Der Fischer und seine Ruh’

Weihnachten steht vor der Tür. Das Fest der Liebe, Ruhe und Besinnlichkeit. Pustekuchen, werden viele sagen. Rennen, kaufen, verpacken bis zum Schluss. Es geht auch anders. Was macht uns zufrieden und glücklich? Es sind vor allem die Dinge, die man nicht kaufen kann: Ruhe, Zeit, Zuwendung. fairkehr nimmt Weihnachten zum „Anhaltspunkt“, um über Wohlstand, Luxus und Glück nachzudenken.

 

Fotos: Marcus Gloger

 

Ein Mann in einfachen Kleidern döst in einem Fischerboot. Ein gut gekleideter Tourist legt einen neuen Film in die Kamera, um das idyllische Bild festzuhalten. Das Klicken der Kamera weckt den Fischer auf.

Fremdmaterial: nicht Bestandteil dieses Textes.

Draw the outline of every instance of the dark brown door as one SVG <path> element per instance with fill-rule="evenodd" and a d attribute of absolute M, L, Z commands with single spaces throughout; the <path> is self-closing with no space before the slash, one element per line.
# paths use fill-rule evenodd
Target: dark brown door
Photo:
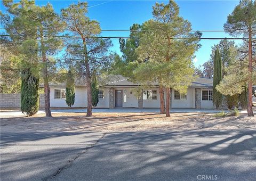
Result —
<path fill-rule="evenodd" d="M 115 104 L 116 108 L 123 107 L 123 90 L 115 90 Z"/>

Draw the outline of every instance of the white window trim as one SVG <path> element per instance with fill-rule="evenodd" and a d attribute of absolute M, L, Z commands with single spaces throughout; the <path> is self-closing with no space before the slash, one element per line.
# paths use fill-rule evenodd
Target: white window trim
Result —
<path fill-rule="evenodd" d="M 207 100 L 203 100 L 203 91 L 207 91 Z M 201 101 L 212 101 L 212 100 L 209 100 L 209 91 L 213 91 L 212 90 L 202 90 L 201 93 Z"/>
<path fill-rule="evenodd" d="M 180 95 L 179 98 L 177 98 L 175 97 L 175 92 L 178 92 L 179 93 L 179 95 Z M 182 101 L 183 101 L 183 100 L 187 100 L 187 94 L 184 94 L 184 95 L 185 95 L 185 97 L 186 97 L 186 98 L 181 98 L 181 94 L 180 94 L 180 93 L 179 92 L 179 91 L 178 91 L 178 90 L 174 90 L 174 93 L 173 94 L 174 94 L 174 100 L 182 100 Z"/>
<path fill-rule="evenodd" d="M 100 98 L 99 97 L 99 100 L 104 100 L 104 90 L 99 90 L 99 93 L 100 92 L 100 91 L 102 91 L 102 96 L 103 96 L 103 97 L 102 98 Z M 99 97 L 99 94 L 98 95 L 98 97 Z"/>
<path fill-rule="evenodd" d="M 60 90 L 60 98 L 55 98 L 55 90 Z M 66 100 L 66 97 L 62 97 L 62 96 L 61 96 L 62 94 L 61 94 L 61 92 L 62 90 L 64 90 L 65 92 L 65 94 L 66 94 L 66 89 L 63 89 L 63 88 L 54 88 L 54 100 Z M 65 94 L 66 95 L 66 94 Z"/>
<path fill-rule="evenodd" d="M 153 91 L 156 92 L 156 98 L 153 98 Z M 146 92 L 146 94 L 144 94 L 144 92 Z M 148 93 L 151 92 L 151 98 L 148 98 Z M 146 95 L 146 98 L 144 98 L 144 95 Z M 156 89 L 150 89 L 150 90 L 143 90 L 143 96 L 142 96 L 143 100 L 157 100 L 157 90 Z"/>

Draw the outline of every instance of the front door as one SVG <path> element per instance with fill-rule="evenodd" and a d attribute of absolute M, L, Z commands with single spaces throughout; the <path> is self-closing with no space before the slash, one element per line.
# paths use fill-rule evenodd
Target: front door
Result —
<path fill-rule="evenodd" d="M 123 90 L 116 90 L 116 108 L 123 107 Z"/>

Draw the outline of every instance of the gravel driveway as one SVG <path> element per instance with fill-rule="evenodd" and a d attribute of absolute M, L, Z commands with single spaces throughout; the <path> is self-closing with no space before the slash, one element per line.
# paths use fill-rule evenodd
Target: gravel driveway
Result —
<path fill-rule="evenodd" d="M 1 119 L 1 180 L 256 178 L 255 118 L 203 112 L 170 118 L 156 113 L 85 115 Z"/>

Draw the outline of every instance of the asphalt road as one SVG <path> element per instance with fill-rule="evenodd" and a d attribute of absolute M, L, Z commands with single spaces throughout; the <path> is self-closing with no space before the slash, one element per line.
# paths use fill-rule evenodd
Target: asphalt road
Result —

Der Tourist bietet ihm eine Zigarette an und beginnt ein Gespräch: „Tolles Wetter heute, Sie werden einen guten Fang machen.“
Der Fischer schüttelt den Kopf.
„Geht es Ihnen nicht gut?“, fragt der Tourist.
„Ich fühle mich bestens“, antwortet der Fischer. „Nur, ich habe heute morgen genug gefangen.“
„Aber stellen Sie sich mal vor“, sagt der Tourist, „Sie würden drei-, viermal am Tag hinausfahren und drei-, viermal soviel Fisch nach Hause bringen. Wissen Sie, was dann geschehen würde?“
Der Fischer schüttelt den Kopf.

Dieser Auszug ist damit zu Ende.